Pazartesi günkü emir, yargıçların gelecekte davalarda ortaya çıkan sorunları artık ele almayacağı anlamına gelmiyor. Eğer öyleyse, çevreciler muhafazakar bir çoğunluk mahkemesinden olumlu bir karar beklemiyorlar.

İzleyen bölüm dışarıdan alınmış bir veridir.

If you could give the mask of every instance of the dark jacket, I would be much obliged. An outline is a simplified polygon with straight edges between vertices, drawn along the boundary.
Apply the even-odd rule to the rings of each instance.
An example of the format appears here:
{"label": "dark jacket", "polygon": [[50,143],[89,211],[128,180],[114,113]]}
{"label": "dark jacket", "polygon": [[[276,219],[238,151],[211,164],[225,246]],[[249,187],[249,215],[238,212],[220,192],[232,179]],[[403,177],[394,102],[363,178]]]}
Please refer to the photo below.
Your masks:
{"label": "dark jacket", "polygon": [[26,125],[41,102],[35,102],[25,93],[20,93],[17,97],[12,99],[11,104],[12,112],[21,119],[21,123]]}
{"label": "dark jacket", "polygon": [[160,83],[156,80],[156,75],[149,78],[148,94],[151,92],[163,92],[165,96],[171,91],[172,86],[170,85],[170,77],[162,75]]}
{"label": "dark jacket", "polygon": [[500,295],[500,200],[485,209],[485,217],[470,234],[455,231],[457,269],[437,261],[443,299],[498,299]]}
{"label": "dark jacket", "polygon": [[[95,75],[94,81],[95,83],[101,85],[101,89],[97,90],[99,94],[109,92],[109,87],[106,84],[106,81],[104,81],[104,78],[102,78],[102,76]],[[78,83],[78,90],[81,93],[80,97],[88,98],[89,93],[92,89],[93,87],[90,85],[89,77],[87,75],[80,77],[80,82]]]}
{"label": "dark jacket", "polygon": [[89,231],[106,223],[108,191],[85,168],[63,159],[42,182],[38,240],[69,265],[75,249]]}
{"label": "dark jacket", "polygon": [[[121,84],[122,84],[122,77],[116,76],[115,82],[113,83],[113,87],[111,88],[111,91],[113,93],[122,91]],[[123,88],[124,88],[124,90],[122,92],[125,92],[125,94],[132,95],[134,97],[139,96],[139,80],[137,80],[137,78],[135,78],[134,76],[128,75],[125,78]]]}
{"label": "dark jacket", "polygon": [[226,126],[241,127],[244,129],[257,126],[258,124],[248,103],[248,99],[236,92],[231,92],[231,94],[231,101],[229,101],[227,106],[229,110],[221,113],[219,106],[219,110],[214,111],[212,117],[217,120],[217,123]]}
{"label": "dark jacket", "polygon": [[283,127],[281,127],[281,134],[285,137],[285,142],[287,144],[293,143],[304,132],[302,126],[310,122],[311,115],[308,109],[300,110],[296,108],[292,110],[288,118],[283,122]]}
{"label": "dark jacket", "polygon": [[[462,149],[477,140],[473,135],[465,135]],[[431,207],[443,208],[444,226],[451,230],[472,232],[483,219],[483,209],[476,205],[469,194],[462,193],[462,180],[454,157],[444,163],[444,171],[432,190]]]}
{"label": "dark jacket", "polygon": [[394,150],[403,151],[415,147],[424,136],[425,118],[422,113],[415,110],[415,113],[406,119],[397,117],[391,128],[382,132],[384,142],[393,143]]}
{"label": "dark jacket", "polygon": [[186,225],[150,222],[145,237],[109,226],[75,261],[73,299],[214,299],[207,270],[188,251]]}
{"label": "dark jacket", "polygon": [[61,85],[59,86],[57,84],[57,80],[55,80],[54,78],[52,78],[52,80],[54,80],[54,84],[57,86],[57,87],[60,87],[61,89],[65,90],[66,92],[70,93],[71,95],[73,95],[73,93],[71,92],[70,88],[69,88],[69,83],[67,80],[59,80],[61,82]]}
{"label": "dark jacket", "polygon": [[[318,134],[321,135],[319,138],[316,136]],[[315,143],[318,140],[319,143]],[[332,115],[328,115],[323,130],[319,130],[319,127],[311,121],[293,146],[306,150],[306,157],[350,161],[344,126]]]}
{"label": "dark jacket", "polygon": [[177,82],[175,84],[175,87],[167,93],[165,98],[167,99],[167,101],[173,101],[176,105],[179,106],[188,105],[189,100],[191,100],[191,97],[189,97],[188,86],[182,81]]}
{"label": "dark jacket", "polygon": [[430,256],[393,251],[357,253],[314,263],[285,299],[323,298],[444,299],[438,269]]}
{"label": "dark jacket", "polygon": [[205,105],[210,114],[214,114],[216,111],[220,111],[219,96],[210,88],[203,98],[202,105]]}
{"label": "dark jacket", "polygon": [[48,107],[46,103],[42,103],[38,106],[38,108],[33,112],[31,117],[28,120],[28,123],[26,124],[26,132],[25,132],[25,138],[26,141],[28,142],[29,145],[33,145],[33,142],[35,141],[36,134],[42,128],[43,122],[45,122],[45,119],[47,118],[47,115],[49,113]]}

Haziran ayında mahkeme, Biden yönetimi Başsavcısı Elizabeth B. Prelogar'a Honolulu davasıyla ilgili görüşünü sordu; bu, duruşma yapmayı düşündüklerinin bir işaretiydi. Aralık ayında yazdığı bir mektupta, dava alt mahkemelerde görülene kadar Yüksek Mahkemenin beklemesi gerektiğini yazdı. Ancak Trump'ın atadığı bir başsavcı farklı bir yol izleyebilir.

Enerji sektörü tüm vakaları aynı anda durdurmanın bir yolunu bulmak için yoğun çaba harcıyor. Alabama ve diğer 18 eyalet, iklim aldatma davalarında Yüksek Mahkeme'ye tehdit içeren bir başka itirazda bulundu ve Yüksek Mahkeme'den Kaliforniya, Connecticut, Minnesota, New Jersey ve Rhode Island'dan gelen davaları engellemesini istedi.

Alabama Başsavcısı Steve Marshall, davaların “enerji şirketlerine yıkıcı sorumluluk ve zorlayıcı güç” yükleyeceğini savundu.